Pourtant, le tabou reste entier : ce type de cancer ne fait pas suffisamment l'objet de discussions. Le manque de prévention, une fois encore, réduit les chances de rémission. En effet, nombre de ces cancers ne sont dépistés que très tard, lorsque la maladie se trouve déjà à un stade avancé. En conséquence, les hommes qui sont touchés se trouvent contraints de suivre des traitements lourds, invasifs et très coûteux. En 2022, le cancer de la prostate aurait coûté 2,4 milliards d'euros.
Or des méthodes de dépistage existent, qui ciblent les populations à risques : les hommes de plus de 50 ans. Des examens biologiques permettant le dosage du taux de PSA (Prostate Specific Antigen) pourraient être réalisés de manière plus systématique pour un coût modeste, ce qui représenterait un gain sanitaire important pour la population.
L'association de patients porteurs d'un cancer localisé de la prostate (APCLP), l'association nationale des malades du cancer de la prostate (Anamacap) et l'association Cerhom, qui sont engagées sur ce sujet, plaident pour une meilleure communication auprès de la population. À raison ! Comme pour le cancer du sein, des actions d'information et de sensibilisation pourraient être mises en place à l'échelle tant nationale que locale, en s'appuyant sur ces associations de patients.
Monsieur le ministre, est-il envisageable, et envisagé, de mener des campagnes nationales de dépistage du cancer de la prostate ? Ces dépistages de masse permettraient d'étudier le profil des malades et les liens potentiels entre l'émergence de cette maladie et les typologies d'activité professionnelle. Ils aideraient aussi à agir sur les facteurs de risques environnementaux exposant au développement de cette pathologie. Des études sont-elles diligentées par votre ministère pour étudier plus avant les conditions de survenue de cette maladie et de son évolution ?
Mme la présidente. La parole est à M. le ministre.
M. Yannick Neuder, ministre auprès de la ministre du travail, de la santé, de la solidarité et des familles, chargé de la santé et de l'accès aux soins. Madame la sénatrice, je vous remercie de poser cette question sur le cancer de la prostate, dont vous avez rappelé l'incidence importante sur la population masculine française, notamment en termes de taux de mortalité. Naturellement, le ministère de la santé se mobilise pour intensifier les campagnes de dépistage.

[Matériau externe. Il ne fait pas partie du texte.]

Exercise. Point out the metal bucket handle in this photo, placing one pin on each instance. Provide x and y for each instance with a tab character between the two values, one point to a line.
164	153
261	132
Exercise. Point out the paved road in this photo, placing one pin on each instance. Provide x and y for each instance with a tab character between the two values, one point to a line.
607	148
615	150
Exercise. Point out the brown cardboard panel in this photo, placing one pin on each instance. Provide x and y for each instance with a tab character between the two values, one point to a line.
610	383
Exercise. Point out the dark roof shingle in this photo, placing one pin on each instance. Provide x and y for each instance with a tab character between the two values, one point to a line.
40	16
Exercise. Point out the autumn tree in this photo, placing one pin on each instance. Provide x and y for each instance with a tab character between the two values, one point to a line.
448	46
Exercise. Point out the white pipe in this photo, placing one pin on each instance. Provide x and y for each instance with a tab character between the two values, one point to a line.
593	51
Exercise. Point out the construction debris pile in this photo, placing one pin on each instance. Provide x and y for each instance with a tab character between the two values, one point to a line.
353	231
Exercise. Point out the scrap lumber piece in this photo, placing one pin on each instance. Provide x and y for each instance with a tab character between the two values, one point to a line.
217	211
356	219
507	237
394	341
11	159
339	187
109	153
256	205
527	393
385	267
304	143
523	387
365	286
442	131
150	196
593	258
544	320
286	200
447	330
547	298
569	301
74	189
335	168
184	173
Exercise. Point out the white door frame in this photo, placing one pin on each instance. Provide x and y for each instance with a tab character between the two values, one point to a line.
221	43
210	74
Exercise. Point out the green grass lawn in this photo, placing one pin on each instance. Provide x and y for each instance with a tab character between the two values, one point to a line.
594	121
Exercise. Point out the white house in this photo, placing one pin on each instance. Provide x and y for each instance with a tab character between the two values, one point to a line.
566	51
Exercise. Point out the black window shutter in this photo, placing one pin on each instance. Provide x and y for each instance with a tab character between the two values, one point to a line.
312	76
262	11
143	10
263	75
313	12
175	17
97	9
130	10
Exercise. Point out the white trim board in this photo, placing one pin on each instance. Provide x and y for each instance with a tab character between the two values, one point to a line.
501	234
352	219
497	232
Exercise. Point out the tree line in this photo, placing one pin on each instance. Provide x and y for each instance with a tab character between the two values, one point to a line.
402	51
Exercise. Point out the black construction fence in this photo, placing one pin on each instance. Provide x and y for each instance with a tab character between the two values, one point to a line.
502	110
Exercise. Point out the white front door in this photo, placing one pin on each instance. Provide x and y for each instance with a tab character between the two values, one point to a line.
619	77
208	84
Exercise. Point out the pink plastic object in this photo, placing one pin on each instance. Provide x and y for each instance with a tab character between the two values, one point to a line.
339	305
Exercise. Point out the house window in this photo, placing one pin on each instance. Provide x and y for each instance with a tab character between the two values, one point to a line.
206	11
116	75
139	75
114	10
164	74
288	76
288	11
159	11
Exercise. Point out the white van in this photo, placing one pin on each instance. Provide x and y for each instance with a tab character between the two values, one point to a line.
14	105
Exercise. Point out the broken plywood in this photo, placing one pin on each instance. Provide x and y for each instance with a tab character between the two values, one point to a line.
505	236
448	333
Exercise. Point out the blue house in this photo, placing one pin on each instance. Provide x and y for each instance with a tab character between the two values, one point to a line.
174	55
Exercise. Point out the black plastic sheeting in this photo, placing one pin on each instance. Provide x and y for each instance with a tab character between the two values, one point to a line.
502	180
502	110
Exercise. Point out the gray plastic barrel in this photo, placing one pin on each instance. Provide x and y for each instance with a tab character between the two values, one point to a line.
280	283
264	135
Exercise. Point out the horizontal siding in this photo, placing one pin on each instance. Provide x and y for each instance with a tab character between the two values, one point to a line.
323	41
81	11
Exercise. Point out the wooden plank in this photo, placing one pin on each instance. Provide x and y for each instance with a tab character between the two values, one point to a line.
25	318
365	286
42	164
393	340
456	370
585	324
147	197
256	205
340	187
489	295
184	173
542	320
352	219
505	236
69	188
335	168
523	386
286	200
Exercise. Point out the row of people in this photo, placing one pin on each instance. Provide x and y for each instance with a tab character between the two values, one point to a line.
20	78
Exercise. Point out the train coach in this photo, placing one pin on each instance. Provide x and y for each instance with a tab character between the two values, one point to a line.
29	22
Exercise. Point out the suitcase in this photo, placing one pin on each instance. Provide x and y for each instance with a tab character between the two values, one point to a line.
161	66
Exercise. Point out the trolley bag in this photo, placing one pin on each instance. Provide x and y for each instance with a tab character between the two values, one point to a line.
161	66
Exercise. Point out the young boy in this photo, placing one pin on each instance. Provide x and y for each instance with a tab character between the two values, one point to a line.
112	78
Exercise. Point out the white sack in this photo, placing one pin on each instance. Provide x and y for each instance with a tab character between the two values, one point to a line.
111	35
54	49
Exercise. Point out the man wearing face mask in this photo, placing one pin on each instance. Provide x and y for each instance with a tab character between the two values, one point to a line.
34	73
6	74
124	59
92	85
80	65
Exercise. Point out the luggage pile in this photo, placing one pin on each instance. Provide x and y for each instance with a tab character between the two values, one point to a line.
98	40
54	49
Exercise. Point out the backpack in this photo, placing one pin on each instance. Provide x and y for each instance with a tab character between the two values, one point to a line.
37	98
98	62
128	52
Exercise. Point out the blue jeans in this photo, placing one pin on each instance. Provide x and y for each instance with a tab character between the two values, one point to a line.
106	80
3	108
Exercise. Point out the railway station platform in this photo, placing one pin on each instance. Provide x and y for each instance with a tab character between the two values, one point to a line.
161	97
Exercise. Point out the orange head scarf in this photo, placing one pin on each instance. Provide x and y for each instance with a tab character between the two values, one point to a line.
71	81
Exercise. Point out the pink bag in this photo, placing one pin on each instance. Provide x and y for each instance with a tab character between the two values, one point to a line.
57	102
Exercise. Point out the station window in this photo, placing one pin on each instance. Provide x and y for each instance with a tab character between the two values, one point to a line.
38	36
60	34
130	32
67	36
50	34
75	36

Néanmoins, je veux rappeler en quoi consiste la méthode scientifique. La médecine se fonde sur des preuves ; c'est tout l'objet de la lutte contre l'obscurantisme que je mène depuis quelques semaines. Il faut le dire clairement, le dépistage du cancer de la prostate est au centre de nombreux débats au sein de la communauté médicale et scientifique internationale. Les expertises et recommandations des agences d'évaluation et des autorités sanitaires publiées en France plaident en faveur d'un dépistage non pas systématique, mais, comme actuellement, individuel.

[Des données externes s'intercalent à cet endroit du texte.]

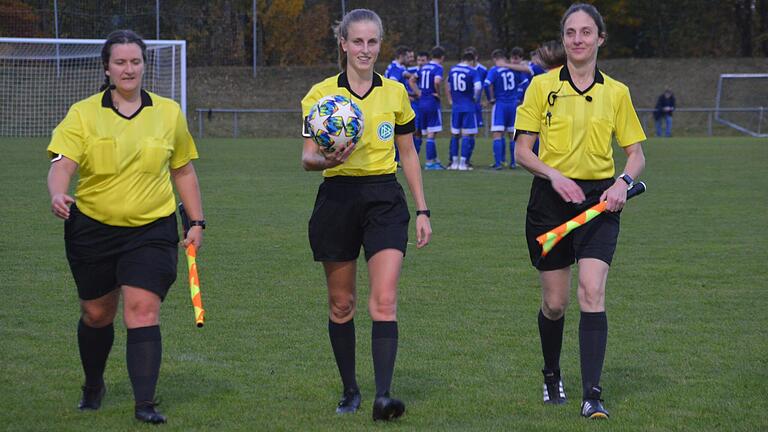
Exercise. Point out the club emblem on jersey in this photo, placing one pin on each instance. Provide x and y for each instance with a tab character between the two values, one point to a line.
385	131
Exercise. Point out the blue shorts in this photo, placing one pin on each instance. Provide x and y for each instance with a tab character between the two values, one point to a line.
415	106
479	115
503	117
430	120
464	123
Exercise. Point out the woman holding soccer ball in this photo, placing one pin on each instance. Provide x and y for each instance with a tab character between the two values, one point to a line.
127	146
360	203
577	109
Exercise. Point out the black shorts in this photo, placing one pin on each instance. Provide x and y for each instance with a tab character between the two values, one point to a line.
368	211
104	257
547	210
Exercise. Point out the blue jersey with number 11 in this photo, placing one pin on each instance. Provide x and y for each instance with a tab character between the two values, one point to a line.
426	81
464	82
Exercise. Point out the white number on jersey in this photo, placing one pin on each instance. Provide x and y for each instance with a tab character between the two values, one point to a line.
425	77
509	80
459	82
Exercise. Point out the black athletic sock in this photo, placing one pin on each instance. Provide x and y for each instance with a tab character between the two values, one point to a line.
593	337
343	344
143	353
384	350
95	345
551	334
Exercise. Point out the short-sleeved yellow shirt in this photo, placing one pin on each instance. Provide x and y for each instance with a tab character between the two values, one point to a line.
124	163
576	127
386	112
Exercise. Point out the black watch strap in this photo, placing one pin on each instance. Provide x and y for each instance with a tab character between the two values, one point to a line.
200	223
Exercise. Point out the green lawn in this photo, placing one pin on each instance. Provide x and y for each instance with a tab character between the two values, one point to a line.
686	303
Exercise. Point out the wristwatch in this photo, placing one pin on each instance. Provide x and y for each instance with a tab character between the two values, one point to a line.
627	179
200	223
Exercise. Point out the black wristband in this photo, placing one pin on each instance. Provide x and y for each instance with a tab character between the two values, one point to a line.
200	223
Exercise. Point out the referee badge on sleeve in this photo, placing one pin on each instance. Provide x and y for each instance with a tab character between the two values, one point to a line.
385	131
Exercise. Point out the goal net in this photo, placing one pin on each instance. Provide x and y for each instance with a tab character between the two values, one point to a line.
41	78
742	103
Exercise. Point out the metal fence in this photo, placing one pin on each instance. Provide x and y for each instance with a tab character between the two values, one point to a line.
284	127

Nous pouvons encourager ce dépistage pour tout homme de plus de 50 ans exposé à des facteurs de risques. Pour autant, si le dépistage était systématique, nous risquerions de mettre en place une surdétection qui aurait, finalement, un effet sanitaire négatif, selon les données récentes et recommandations dont je dispose. Cela n'empêche pas, fort de ce constat, de sensibiliser les patients de plus de 50 ans et la communauté médicale, à savoir les médecins généralistes et les urologues, pour favoriser le dépistage, soit par toucher rectal soit par dosage du taux de PSA.
À l'heure où je vous parle, les éléments scientifiques en faveur de la systématisation de la campagne ne sont pas suffisamment nombreux, du fait du risque de surdétection que j'ai évoqué.